Upperclassmen who have had reading days each semester throughout their undergraduate studies were not happy to hear the day had been pulled from the schedule. “It’s upsetting” commented Senior Jillian Gaudet “I have three classes the day before finals.”

Meanwhile, students at Bentley are given the Tuesday before exams off, allowing them an extra day to study, or finish final papers. Babson students are given the Friday before exams off, as a reading day, allowing them three days (Friday, Saturday, and Sunday) without classes to prepare for exams.

Many colleges and universities go further, offering their students a reading period, consisting of multiple days in a row off from classes to prepare for exams. Students at nearby Providence College, for example, are granted both Thursday and Friday off, giving them four total days without classes to prepare. Not to be outdone, Ivy League Brown University grants their students that Thursday and Friday, plus the following Monday (at the discretion of their professors) as reading days, giving their undergraduates five days in a row off of classes study and prepare for exams.
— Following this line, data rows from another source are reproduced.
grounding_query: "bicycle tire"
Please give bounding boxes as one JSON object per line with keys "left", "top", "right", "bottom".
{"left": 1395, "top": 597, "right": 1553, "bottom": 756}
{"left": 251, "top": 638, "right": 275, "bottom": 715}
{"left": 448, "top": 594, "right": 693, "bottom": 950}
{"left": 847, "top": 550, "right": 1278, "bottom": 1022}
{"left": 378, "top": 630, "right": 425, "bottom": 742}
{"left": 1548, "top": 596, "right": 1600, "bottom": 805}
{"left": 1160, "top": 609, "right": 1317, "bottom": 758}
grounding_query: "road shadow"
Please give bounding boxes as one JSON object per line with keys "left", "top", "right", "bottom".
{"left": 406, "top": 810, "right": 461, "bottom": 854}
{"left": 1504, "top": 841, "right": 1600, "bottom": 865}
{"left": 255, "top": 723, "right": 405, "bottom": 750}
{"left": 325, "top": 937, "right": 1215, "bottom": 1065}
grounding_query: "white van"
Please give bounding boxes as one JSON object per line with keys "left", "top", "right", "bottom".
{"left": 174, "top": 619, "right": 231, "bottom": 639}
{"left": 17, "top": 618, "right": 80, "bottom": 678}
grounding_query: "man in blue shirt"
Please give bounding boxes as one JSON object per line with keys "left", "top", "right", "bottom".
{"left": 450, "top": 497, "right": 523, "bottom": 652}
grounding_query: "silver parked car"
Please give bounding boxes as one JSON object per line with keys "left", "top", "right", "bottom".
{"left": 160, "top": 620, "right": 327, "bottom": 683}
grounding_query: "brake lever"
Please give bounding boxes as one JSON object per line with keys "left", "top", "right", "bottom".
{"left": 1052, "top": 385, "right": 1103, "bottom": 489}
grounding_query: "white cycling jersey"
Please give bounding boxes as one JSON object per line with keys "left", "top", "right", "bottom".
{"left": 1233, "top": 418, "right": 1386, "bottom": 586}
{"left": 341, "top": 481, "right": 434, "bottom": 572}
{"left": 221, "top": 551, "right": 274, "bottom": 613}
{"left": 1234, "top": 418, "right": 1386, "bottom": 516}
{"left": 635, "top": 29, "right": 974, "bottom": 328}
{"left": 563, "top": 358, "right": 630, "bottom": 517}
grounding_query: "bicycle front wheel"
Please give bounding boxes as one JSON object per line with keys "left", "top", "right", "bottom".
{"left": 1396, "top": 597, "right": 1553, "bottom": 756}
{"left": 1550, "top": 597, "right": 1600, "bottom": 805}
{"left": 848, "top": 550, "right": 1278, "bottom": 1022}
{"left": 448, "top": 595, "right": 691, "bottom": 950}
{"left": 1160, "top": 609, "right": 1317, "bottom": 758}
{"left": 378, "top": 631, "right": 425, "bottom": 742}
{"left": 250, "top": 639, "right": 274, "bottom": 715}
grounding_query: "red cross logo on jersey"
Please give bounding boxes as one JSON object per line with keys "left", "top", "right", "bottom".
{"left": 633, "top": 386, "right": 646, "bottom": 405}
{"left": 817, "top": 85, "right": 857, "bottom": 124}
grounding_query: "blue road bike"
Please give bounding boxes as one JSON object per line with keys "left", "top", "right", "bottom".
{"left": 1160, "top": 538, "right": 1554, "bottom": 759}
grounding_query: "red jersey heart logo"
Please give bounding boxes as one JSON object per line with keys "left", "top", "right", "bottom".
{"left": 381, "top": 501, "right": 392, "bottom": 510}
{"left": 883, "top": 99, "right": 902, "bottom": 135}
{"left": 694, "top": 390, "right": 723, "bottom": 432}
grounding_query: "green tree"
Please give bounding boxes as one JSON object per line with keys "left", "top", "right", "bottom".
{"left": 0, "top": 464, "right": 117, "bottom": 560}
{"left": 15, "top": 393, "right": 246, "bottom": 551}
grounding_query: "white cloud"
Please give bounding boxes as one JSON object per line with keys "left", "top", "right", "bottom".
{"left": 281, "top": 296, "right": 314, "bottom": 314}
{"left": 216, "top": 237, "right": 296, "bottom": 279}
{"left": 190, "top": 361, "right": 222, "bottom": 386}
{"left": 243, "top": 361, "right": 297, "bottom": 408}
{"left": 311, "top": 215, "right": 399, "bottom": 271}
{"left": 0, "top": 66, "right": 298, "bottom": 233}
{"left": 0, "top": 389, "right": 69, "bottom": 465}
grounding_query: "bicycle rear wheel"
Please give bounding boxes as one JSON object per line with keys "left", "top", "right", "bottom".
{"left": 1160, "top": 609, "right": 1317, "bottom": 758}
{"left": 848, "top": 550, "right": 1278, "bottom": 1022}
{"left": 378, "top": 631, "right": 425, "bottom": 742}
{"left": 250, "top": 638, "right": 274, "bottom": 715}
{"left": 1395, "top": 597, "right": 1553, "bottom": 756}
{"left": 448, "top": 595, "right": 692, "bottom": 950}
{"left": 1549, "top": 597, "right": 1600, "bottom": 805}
Nearly all of Bryant’s peer institutions recognize the importance reading days have on student’s study habits, and exam performance. For many students here at Bryant, jumping from classes, right into exams simply doesn’t provide enough time to adequately prepare for Wednesday exams. While students should no doubt be studying days and weeks in advance of exams, having classes the day before can force students to cram information the night before an exam, which is a far less effective practice than spreading out last minute studying across several days.

The opportunity to have an extra day off of classes before exams to study is an important one. This opportunity for exam preparation shouldn’t be left to the discretion of those who create the academic calendar. Students at Bryant deserve a mandated reading day that is solidified in the academic calendar from semester to semester. The University should even consider making this day a Friday or Monday, to give students a three day period without classes.

It’s no secret that Bryant prides itself on unique and innovative approaches to teaching and learning. The very fact that Bryant is so academically unique is what makes this school great. From small class sizes, to flipped classrooms, Bryant does many unique things that are highly beneficial to the student body. Jumping from classes right into exams however, is not one of them. After all, what good is a semester of hard work if students don’t have ample time to prepare for final exams?

Giving students a reading period, consisting of several weekdays in a row off of classes might be a bit much, but if given a day, students would no doubt put that time to good use by studying for exams, or working on final projects. Not to mention, adding a reading day to the schedule seems entirely feasible. It wouldn’t require an overhaul of the academic calendar, like adding a reading week would.

Bryant should make sure this year is the last year without reading days. Reverting back to the old schedule, which included a reading day, is a simple step the University can take that would solidify the message to students that the University values their academic performance, and wants them to succeed.